Sheffield and Mee were just shy of their goal of 24,000 votes — in honor of their 24 years together — but came in with more votes than any other couple in the nationwide competition. The support from the Salisbury community was overwhelming, they said.
“The contest took on a life of its own,” said Sheffield. “People that recognized us would yell across the street, ‘I’m voting for you! Good luck!’”
Earlier this year, the couple climbed aboard a train in downtown Salisbury for the 13-hour train ride to New York City, where they were legally married on March 13. The ACLU ceremony followed on April 27.

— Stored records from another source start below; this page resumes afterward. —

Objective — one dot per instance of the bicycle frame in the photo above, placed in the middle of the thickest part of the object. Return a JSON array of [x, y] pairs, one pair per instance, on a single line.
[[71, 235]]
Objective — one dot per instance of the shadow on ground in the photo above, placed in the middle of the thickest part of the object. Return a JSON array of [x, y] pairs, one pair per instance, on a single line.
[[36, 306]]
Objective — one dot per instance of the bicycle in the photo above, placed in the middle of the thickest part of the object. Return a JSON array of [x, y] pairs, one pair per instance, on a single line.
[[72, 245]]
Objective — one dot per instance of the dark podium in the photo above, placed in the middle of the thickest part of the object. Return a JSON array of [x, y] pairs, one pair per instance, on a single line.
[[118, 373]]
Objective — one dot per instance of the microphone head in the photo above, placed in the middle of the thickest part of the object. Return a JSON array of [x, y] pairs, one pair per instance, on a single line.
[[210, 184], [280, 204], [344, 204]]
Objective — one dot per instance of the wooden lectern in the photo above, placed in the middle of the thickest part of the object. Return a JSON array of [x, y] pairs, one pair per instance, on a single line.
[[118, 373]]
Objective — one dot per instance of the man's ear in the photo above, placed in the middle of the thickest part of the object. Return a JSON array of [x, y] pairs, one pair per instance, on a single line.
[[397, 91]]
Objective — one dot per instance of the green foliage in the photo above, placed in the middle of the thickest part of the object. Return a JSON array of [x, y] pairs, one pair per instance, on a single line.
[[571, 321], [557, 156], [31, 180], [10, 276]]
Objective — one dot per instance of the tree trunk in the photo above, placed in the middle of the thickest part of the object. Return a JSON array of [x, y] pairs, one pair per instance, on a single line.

“Our marriage validated us as a couple, as people in this community,” said Sheffield.
Sheffield works for Frito-Lay as a senior key account manager, and Mee is a category analyst for Food Lion. The women have lived in Salisbury for over 21 years, and both are active in the Salisbury Pride organization.
“People should know that we’re no different from any other couple,” said Sheffield.
In addition to North Carolina, other states in the 4th Circuit likely to legalize same-sex marriage in the coming days include Colorado, South Carolina, Kansas, West Virginia and Wyoming.
“A lot of our friends who want to marry in North Carolina are holding tight, thinking it’ll happen soon,” said Labagnara.
The speed at which the same-sex marriage bans are being overturned has come as a welcome surprise, Mee said.
“Chances are, in a few short weeks everybody can marry in this state,” said Sheffield. “I feel excited. I feel hopeful.”

Freelance writer Elizabeth Roy lives in Rowan County.